I have to implement a system where a tenant can store multiple key-value stores. one key-value store can have a million records, and there will be multiple columns in one store
[Edited] I have to store tabular data (list with multiple columns) like Excel where column headers will be unique and have no defined schema. This will be a kind of static data (eventually updated). We will provide a UI to handle those updates. Every tenant would like to store multiple table structured data which they have to refer it in different applications and the contract will be JSON only.
For Example, an Organization/Tenant wants to store their Employees List/ Country-State List, and there are some custom lists that are customized for the product and this data is in millions.
A simple solution is to use SQL but here schema is not defined, this is a user-defined schema, and though I have handled this in SQL, there are some performance issues, so I want to choose a NoSQL DB that suits better for this requirement.
Design Constraints:
- Get API latency should be minimum.
- We can simply assume the Pareto rule, 80:20 80% read calls and 20% write so it is a read-heavy application
- Users can update one of the records/one columns
- Users can do queries based on some column value, we need to implement indexes on multiple columns.
- It's schema-less so we can simply assume it is NoSql, SQL also supports JSON but it is very hard to update a single row, and we can not define indexes on dynamic columns.
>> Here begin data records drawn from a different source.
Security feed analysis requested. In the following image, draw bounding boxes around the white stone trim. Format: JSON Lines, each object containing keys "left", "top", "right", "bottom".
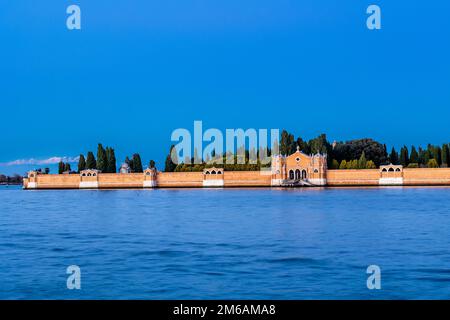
{"left": 79, "top": 181, "right": 99, "bottom": 189}
{"left": 27, "top": 182, "right": 37, "bottom": 189}
{"left": 143, "top": 180, "right": 157, "bottom": 188}
{"left": 379, "top": 177, "right": 404, "bottom": 185}
{"left": 203, "top": 179, "right": 224, "bottom": 187}
{"left": 308, "top": 178, "right": 327, "bottom": 186}
{"left": 271, "top": 179, "right": 283, "bottom": 186}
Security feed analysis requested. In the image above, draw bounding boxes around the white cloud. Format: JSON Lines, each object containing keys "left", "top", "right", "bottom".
{"left": 0, "top": 156, "right": 80, "bottom": 166}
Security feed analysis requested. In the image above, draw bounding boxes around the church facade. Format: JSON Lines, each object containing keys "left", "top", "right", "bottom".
{"left": 271, "top": 147, "right": 328, "bottom": 186}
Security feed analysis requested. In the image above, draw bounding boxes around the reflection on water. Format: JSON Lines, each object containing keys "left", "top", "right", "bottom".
{"left": 0, "top": 186, "right": 450, "bottom": 299}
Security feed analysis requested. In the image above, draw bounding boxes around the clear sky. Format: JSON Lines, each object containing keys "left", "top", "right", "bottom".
{"left": 1, "top": 1, "right": 449, "bottom": 175}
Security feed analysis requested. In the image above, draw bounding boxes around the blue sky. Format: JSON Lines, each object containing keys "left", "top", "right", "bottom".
{"left": 1, "top": 1, "right": 449, "bottom": 175}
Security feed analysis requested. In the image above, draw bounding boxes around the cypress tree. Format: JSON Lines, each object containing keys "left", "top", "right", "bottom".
{"left": 86, "top": 152, "right": 96, "bottom": 169}
{"left": 358, "top": 151, "right": 367, "bottom": 169}
{"left": 96, "top": 143, "right": 107, "bottom": 172}
{"left": 424, "top": 148, "right": 431, "bottom": 166}
{"left": 107, "top": 147, "right": 117, "bottom": 173}
{"left": 383, "top": 144, "right": 388, "bottom": 164}
{"left": 164, "top": 145, "right": 178, "bottom": 172}
{"left": 149, "top": 160, "right": 156, "bottom": 169}
{"left": 77, "top": 154, "right": 86, "bottom": 173}
{"left": 64, "top": 163, "right": 71, "bottom": 172}
{"left": 410, "top": 146, "right": 419, "bottom": 164}
{"left": 399, "top": 146, "right": 409, "bottom": 167}
{"left": 434, "top": 146, "right": 442, "bottom": 166}
{"left": 389, "top": 147, "right": 399, "bottom": 165}
{"left": 442, "top": 144, "right": 449, "bottom": 167}
{"left": 125, "top": 156, "right": 134, "bottom": 172}
{"left": 418, "top": 147, "right": 424, "bottom": 166}
{"left": 58, "top": 161, "right": 65, "bottom": 174}
{"left": 132, "top": 153, "right": 143, "bottom": 173}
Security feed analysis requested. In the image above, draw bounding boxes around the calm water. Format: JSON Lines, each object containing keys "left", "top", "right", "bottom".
{"left": 1, "top": 185, "right": 450, "bottom": 299}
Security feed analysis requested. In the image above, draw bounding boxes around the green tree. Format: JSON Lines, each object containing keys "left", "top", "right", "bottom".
{"left": 332, "top": 139, "right": 387, "bottom": 167}
{"left": 77, "top": 154, "right": 86, "bottom": 173}
{"left": 58, "top": 161, "right": 65, "bottom": 174}
{"left": 149, "top": 160, "right": 156, "bottom": 169}
{"left": 348, "top": 159, "right": 358, "bottom": 169}
{"left": 64, "top": 163, "right": 71, "bottom": 172}
{"left": 132, "top": 153, "right": 143, "bottom": 173}
{"left": 409, "top": 146, "right": 419, "bottom": 165}
{"left": 125, "top": 156, "right": 134, "bottom": 172}
{"left": 357, "top": 151, "right": 367, "bottom": 169}
{"left": 442, "top": 144, "right": 449, "bottom": 167}
{"left": 389, "top": 147, "right": 399, "bottom": 165}
{"left": 427, "top": 159, "right": 439, "bottom": 168}
{"left": 296, "top": 137, "right": 310, "bottom": 154}
{"left": 96, "top": 143, "right": 107, "bottom": 172}
{"left": 106, "top": 147, "right": 117, "bottom": 173}
{"left": 339, "top": 160, "right": 347, "bottom": 169}
{"left": 164, "top": 145, "right": 178, "bottom": 172}
{"left": 433, "top": 146, "right": 442, "bottom": 166}
{"left": 308, "top": 133, "right": 330, "bottom": 154}
{"left": 331, "top": 159, "right": 339, "bottom": 169}
{"left": 280, "top": 130, "right": 296, "bottom": 155}
{"left": 399, "top": 146, "right": 409, "bottom": 167}
{"left": 86, "top": 152, "right": 96, "bottom": 169}
{"left": 366, "top": 160, "right": 376, "bottom": 169}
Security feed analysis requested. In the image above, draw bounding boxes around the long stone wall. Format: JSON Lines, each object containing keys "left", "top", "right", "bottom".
{"left": 403, "top": 168, "right": 450, "bottom": 185}
{"left": 23, "top": 168, "right": 450, "bottom": 189}
{"left": 157, "top": 172, "right": 204, "bottom": 188}
{"left": 223, "top": 171, "right": 271, "bottom": 187}
{"left": 326, "top": 169, "right": 380, "bottom": 186}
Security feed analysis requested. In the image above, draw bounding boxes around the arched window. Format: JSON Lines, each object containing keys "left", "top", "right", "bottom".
{"left": 205, "top": 171, "right": 210, "bottom": 174}
{"left": 314, "top": 169, "right": 319, "bottom": 173}
{"left": 382, "top": 168, "right": 387, "bottom": 172}
{"left": 388, "top": 168, "right": 394, "bottom": 172}
{"left": 87, "top": 173, "right": 92, "bottom": 176}
{"left": 82, "top": 173, "right": 86, "bottom": 176}
{"left": 289, "top": 170, "right": 294, "bottom": 179}
{"left": 295, "top": 169, "right": 300, "bottom": 180}
{"left": 217, "top": 171, "right": 222, "bottom": 174}
{"left": 211, "top": 170, "right": 216, "bottom": 174}
{"left": 93, "top": 173, "right": 96, "bottom": 177}
{"left": 395, "top": 168, "right": 401, "bottom": 172}
{"left": 302, "top": 170, "right": 307, "bottom": 180}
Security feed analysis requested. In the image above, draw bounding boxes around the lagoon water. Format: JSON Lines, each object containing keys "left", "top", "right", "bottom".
{"left": 1, "top": 185, "right": 450, "bottom": 299}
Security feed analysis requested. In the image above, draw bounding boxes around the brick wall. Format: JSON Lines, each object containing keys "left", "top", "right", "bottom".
{"left": 224, "top": 171, "right": 271, "bottom": 187}
{"left": 326, "top": 169, "right": 380, "bottom": 186}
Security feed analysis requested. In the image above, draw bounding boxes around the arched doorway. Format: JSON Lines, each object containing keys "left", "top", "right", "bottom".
{"left": 302, "top": 170, "right": 307, "bottom": 180}
{"left": 295, "top": 169, "right": 301, "bottom": 180}
{"left": 289, "top": 170, "right": 294, "bottom": 180}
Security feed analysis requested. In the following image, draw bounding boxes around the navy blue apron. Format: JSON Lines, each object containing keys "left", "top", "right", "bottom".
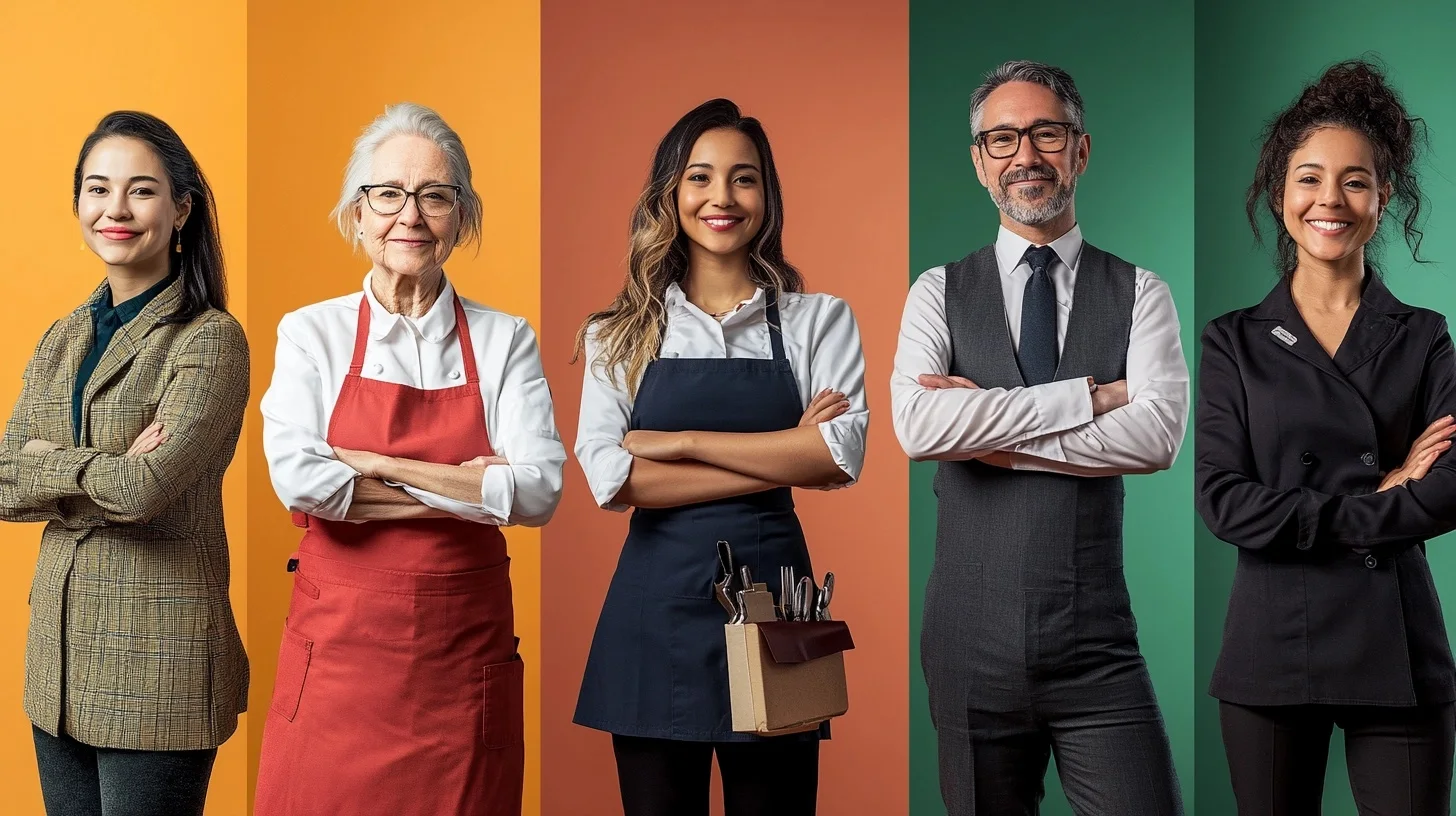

- I want to segregate key-values stores per tenant, no list will be shared between tenants.
One Key Value Store :
Another key value store example: https://datahub.io/core/country-list
I am thinking of Cassandra or any wide-column database, we can also think of a document database (Mongo DB), every collection can be a key-value store or Amazon Dynamo database
Cassandra: allows you to partition data by partition key and in my use case I may want to get data by different columns in Cassandra we have to query all partitions which will be expensive.